Whatever lasting impact John Calvin has had on the church of Jesus Christ, and on the whole world for that matter, is owing to his commitment to understanding and explaining the word of God.
Strive for relevance in your day, and you’ll may make a difference for a few years. Anchor yourself in what is eternal and you may influence the world for another five centuries.
So writes Kevin DeYoung in a blog post on July 10, John Calvin’s birthday, that I was just able to read. DeYoung is the senior pastor of University Reformed Church in East Lansing, Michigan, where Michigan State University is located (and where I was born!). He is also the author of “Why We’re Not Emergent, by two guys who should be” (co-authored with Ted Kluck) and “Just Do Something, a liberating approach to finding God’s will.”
Deyoung’s post was helpful, refreshing and convicting. In the context of reflecting on the legacy of John Calvin, he challenges people to consider the permanence, or lackthereof, of their pursuits.
This is the paradox of permanence. The only way our lives will ever touch that which is eternal is to admit that our lives are hopelessly temporal.
DeYoung elucidates well this truth that God has been driving home to me: I am a created being and He is the Creator. I will wither away and die, while He has always been and will always be. And He is a personal God, who took on human flesh, died for sinful men and gives us roles in His kingdom. That should define how we live!
I commend DeYong’s post to you. Here is a final excerpt:
No one will care about your GPA and SAT scores in ten years. If you win a state championship, you’ll be forgotten the next year you don’t. Your beauty will get wrinkles and trim figure plump. Write a great book and it will gather dust in a library some day. Have a big famous church, it won’t last forever.

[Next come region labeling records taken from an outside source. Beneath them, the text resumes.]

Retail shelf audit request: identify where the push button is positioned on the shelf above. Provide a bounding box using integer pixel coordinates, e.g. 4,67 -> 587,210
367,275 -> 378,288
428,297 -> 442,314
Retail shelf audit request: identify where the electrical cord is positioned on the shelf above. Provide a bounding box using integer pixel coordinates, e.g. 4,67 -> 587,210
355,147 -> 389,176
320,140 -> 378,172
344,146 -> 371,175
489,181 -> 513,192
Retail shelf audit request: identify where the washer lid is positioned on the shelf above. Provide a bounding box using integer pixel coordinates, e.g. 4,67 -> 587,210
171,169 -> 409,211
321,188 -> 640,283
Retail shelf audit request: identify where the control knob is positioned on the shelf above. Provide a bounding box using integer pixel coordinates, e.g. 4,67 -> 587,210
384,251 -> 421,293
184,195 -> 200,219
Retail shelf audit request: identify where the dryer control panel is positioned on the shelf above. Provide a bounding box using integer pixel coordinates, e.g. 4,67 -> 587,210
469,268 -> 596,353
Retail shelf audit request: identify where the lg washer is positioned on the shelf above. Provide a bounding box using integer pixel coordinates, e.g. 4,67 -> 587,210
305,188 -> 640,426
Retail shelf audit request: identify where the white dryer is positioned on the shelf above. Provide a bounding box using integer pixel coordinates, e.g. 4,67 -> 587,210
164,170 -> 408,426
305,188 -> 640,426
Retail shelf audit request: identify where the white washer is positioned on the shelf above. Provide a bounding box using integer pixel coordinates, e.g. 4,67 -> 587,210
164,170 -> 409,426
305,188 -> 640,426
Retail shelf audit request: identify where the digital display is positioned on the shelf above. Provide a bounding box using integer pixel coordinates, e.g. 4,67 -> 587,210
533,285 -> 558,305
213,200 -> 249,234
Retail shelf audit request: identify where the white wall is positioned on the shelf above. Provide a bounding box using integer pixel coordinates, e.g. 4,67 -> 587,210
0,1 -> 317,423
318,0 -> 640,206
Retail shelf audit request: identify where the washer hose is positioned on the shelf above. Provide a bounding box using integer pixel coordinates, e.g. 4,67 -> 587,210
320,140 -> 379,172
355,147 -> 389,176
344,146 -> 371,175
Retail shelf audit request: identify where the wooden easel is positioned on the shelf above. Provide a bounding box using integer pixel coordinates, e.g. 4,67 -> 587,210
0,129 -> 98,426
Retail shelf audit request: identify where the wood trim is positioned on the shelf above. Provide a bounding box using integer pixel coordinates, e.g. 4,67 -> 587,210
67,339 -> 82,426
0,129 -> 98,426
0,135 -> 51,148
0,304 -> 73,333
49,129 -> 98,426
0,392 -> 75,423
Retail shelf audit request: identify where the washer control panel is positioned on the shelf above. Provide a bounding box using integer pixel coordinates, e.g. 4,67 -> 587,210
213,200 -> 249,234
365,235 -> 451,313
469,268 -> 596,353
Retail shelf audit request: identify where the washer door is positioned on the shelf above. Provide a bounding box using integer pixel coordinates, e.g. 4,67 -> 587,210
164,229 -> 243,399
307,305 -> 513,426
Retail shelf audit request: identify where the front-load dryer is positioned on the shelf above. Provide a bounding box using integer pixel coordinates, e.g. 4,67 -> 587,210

Be an important person in your field, you still be unknown to over 6 billion people in the world. Build an amazing house, it will crumble some day, if it doesn’t go into foreclosure first. All of our achievements and successes are destined to be like dead grass and faded flowers.
But…the word of our God stands forever. The word about Babylon in Isaiah 40 stood firm. and so will his word in our generation. All God’s declarations about himself and his people are true. All his promises will come to pass. Our only confidence is in the word of God. John Calvin was a man, an imperfect, sinful man, but a man that God used enormously because he put his confidence in the word of God.